Baked Egg Rolls
Serve with: Plum Sauce and Asparagus Salad
Servings: 4
Ingredients:
| Nutritional Info | |
| Per serving: about | - |
| cal | 331 |
| pro | 24 g |
| total fat | 15 g |
| sat. fat | 5 g |
| carb | 24 g |
| fibre | 2 g |
| chol | 76 mg |
| sodium | 728 mg |
| % RDI: | - |
| calcium | 5% |
| iron | 19% |
| vit A | 46% |
| vit C | 5% |
| folate | 16% |
-
1 lb (500 g) lean ground pork
3 green onions, chopped
2 cloves garlic, minced
1 carrot, grated
1/2 cup (125 mL) chopped water chestnuts
2 tbsp (25 mL) soy sauce
1 tbsp (15 mL) cornstarch
1 tsp (5 mL) sesame oil
1/2 tsp (2 mL) pepper
12 large (5-1/2 inch/13 cm) egg roll wrappers
1 tsp (5 mL) vegetable oil
Preparation:
In nonstick skillet, cook pork over medium-high heat, breaking up with spoon, until no longer pink, about 5 minutes; drain off fat. Add onions, garlic, carrot and water chestnuts; cook over medium heat until onions are softened, 3 minutes.

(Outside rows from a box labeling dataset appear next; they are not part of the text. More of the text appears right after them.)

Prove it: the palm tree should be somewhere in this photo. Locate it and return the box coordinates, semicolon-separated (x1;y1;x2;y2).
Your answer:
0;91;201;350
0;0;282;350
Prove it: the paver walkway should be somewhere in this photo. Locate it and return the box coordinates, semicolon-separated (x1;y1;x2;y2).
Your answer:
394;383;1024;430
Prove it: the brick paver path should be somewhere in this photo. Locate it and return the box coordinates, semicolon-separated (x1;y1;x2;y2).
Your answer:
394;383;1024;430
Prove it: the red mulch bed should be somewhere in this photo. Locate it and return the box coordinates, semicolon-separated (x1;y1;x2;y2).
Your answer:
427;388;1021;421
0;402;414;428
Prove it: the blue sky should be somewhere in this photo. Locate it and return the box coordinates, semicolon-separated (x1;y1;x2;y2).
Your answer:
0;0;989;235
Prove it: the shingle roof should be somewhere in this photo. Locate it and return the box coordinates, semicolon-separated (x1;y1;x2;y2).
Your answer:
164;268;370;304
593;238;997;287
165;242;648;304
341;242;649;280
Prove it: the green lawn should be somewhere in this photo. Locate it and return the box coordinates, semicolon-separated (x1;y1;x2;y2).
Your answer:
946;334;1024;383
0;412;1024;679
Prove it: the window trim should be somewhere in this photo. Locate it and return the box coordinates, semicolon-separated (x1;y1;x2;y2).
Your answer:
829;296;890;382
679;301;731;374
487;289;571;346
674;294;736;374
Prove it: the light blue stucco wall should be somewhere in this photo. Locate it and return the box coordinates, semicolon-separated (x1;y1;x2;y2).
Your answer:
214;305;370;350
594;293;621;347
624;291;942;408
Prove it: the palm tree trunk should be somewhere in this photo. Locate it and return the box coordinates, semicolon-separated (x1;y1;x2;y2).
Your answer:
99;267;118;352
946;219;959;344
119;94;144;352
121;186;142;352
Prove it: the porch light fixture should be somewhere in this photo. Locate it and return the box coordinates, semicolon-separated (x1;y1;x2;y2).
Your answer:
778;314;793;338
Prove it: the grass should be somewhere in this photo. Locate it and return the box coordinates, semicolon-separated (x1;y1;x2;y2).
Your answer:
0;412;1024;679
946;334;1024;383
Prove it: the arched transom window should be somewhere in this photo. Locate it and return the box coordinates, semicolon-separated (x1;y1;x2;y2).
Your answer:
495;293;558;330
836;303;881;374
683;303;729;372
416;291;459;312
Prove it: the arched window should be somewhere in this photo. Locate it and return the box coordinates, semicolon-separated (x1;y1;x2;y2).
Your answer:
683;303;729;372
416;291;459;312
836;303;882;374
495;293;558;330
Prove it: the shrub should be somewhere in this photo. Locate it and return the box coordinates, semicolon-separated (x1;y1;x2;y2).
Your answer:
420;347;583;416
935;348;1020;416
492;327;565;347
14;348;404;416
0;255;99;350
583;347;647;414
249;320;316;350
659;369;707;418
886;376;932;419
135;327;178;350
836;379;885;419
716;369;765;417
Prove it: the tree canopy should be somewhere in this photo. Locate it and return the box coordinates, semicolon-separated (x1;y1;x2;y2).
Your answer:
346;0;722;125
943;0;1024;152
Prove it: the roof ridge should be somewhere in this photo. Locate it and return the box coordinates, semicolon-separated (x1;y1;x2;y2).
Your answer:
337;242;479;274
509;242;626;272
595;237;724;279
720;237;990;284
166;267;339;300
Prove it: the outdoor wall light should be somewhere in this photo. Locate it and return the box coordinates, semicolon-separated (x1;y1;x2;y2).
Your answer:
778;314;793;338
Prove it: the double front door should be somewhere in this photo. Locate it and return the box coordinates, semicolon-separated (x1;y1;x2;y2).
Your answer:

In small bowl, whisk together soy sauce, cornstarch, 1 tbsp (15 mL) water, sesame oil and pepper; pour into pan and toss well. Let cool slightly.
Forming 1 roll at a time, place wrapper on work surface; brush with water. Spoon scant 3 tbsp (50 mL) pork mixture on bottom third, leaving 1/2-inch (1 cm) borders on bottom and sides. Pull bottom edge over filling and roll up; pinch ends to seal.
Place, seam side down, on rimmed baking sheet; brush with oil. Bake in 375°F (190°C) oven until golden and crisp, about 20 minutes.
Additional Information
-
Tip: Fresh egg roll wrappers are available in the produce section of the supermarket.